Kabibi ha detto ai ricercatori: “Sono vedova, non posso permettermi di iscrivere i miei figli a scuola… Ad oggi, non ho un lavoro né altre fonti di reddito. Vago di casa in casa per trovare qualcosa da mangiare per i miei figli”.
Gli agricoltori hanno ripetutamente protestato e chiesto un risarcimento, ma non è stato loro offerto un rimedio efficace.
In risposta, l’ERG ha affermato di non avere alcun controllo sullo spiegamento dei soldati. Ha affermato che il governo ha stabilito che il collettivo degli agricoltori aveva ricevuto un risarcimento da un precedente operatore minerario, cosa che gli agricoltori negano.
Stop agli sgomberi forzati
Il rapporto sollecita le autorità della RDC a porre immediatamente fine agli sfratti forzati, a istituire una commissione d’inchiesta imparziale e a rafforzare e applicare le leggi nazionali relative all’estrazione mineraria e agli sfratti in linea con gli standard internazionali sui diritti umani.

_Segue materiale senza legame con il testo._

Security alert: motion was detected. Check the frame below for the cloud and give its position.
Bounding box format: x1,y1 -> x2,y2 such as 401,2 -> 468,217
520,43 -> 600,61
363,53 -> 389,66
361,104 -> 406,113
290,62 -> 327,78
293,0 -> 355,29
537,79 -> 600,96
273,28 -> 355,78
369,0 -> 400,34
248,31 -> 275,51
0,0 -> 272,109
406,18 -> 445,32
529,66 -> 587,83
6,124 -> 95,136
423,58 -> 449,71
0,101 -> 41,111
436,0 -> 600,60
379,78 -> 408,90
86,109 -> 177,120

Le autorità hanno effettuato o facilitato sgomberi forzati e hanno mancato al loro obbligo di proteggere i diritti delle persone, compresi quelli sanciti dalla Convenzione internazionale sui diritti economici, sociali e culturali e dai Principi guida delle Nazioni Unite su imprese e diritti umani. I militari non devono mai essere coinvolti negli sfratti.
Le affermazioni delle aziende secondo cui aderiscono ad elevati standard etici si sono rivelate false. Hanno la responsabilità di indagare sugli abusi individuati, fornire rimedi efficaci e agire per prevenire ulteriori danni. Tutte le aziende dovrebbero garantire che le loro attività non danneggino le comunità in prima linea.
Donat Kambola dell’IBGDH ha dichiarato: “Le compagnie minerarie internazionali coinvolte hanno tasche profonde e possono facilmente permettersi di apportare i cambiamenti necessari per salvaguardare i diritti umani, stabilire processi che migliorino la vita delle persone nella regione e fornire rimedio agli abusi subiti”.
Agnès Callamard di Amnesty International ha dichiarato: “La Repubblica Democratica del Congo può svolgere un ruolo fondamentale nella transizione mondiale dai combustibili fossili, ma i diritti delle comunità non devono essere calpestati nella corsa all’estrazione di minerali fondamentali per la decarbonizzazione dell’economia globale”.